Ruatoka stood up at once and reached for his lantern, and turning to the men said:
“Come and guide me to the place.”
They said, “No, we are afraid of the demon spirit. It is night. The man will die. We are afraid of the spirits. We will not go.”
Ruatoka’s father had told him when he was a boy how his own people in the years before had dreaded the spirit-demons of Mangaia, but that he must learn that there were no spirits to be dreaded; that one great Father-Spirit ruled above all, and would take care of His children, and that all those children must love one another.
So Rua, as they called him, knowing that the white man who lay sick by the roadside in the night, though of another colour, was yet a brother, and knowing that no demon spirit could harm him in the dark, lighted his lantern, poured water into a bottle, took a long piece of cloth, folded it up, and started out under the stars.

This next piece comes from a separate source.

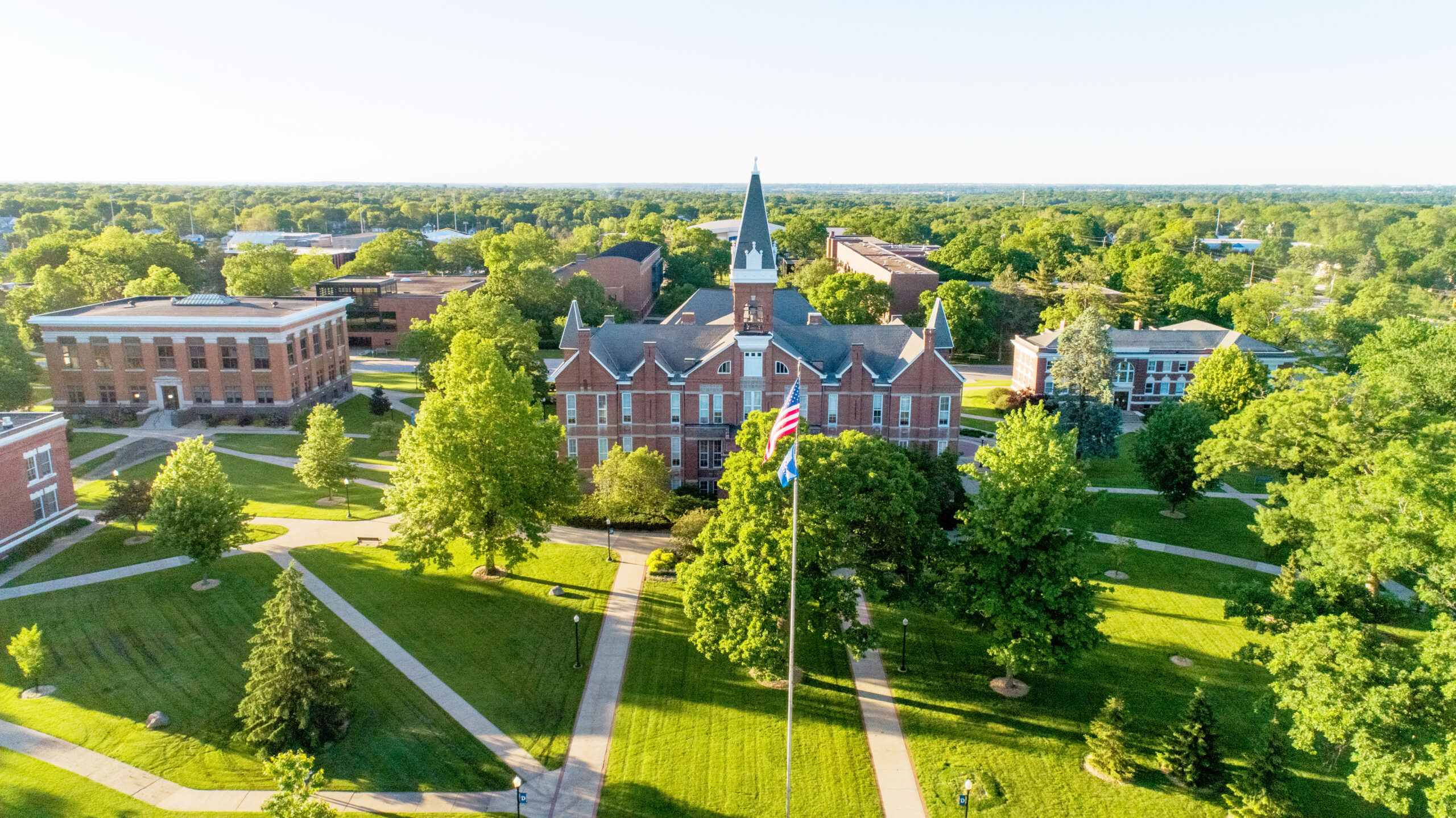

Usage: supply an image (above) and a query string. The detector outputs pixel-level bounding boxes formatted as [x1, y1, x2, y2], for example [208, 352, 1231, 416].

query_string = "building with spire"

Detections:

He walked for mile after mile up steep hills and down into valleys along the path; but nothing did he hear save the cry of a night bird. At last he had gone five miles, and was wondering whether he could ever find the sick man (for the long grass towered up on either side and all was still), when he heard a low moaning. Listening intently he found the direction of the sound, and then moved towards it. He found there, at the side of the path, a white man named Neville, nearly dead. He was moaning with the pain of the fever, yet unconscious.
Taking his bottle, Ruatoka poured a little water down the throat of the man. He then took the long piece of cloth, wound it round Neville, took the two ends in his hands, and stooping, he pulled and strained with all his great strength, until at last Neville lay like a sack upon his shoulders. Staggering along, Ruatoka climbed the hills that rose 300 feet high. Again and again he was bound to rest, for the man on his shoulders was as heavy as Ruatoka himself. He tottered down the hill path, and at last, just as the first light of dawn was breaking over the eastern hills, Ruatoka staggered into his home, laid the sick man upon the only bed he had, and then himself laid down upon the floor, wearied almost to death. There he slept while his wife nursed and tended the fever-stricken Neville back to life.
* * * * *
Over a thousand years before that day Wilfrid[43] had brought life and joy to the starving Saxons of the South coast of England. A hundred years before that day white men, the great-great-grandchildren of those Saxons, had started out in The Duff and, sailing across the world, had taken life and joy in the place of the terror of demons and the death by the club to the men of the Islands of the Seas.
Now Ruatoka, the South Sea islander, having in his heart the same brave spirit of the Good Shepherd—that spirit of the Good Samaritan, of help and preparedness, of courage and of chivalry, had carried life and joy back to the North Sea islander, the Briton who had fallen by the roadside in Papua.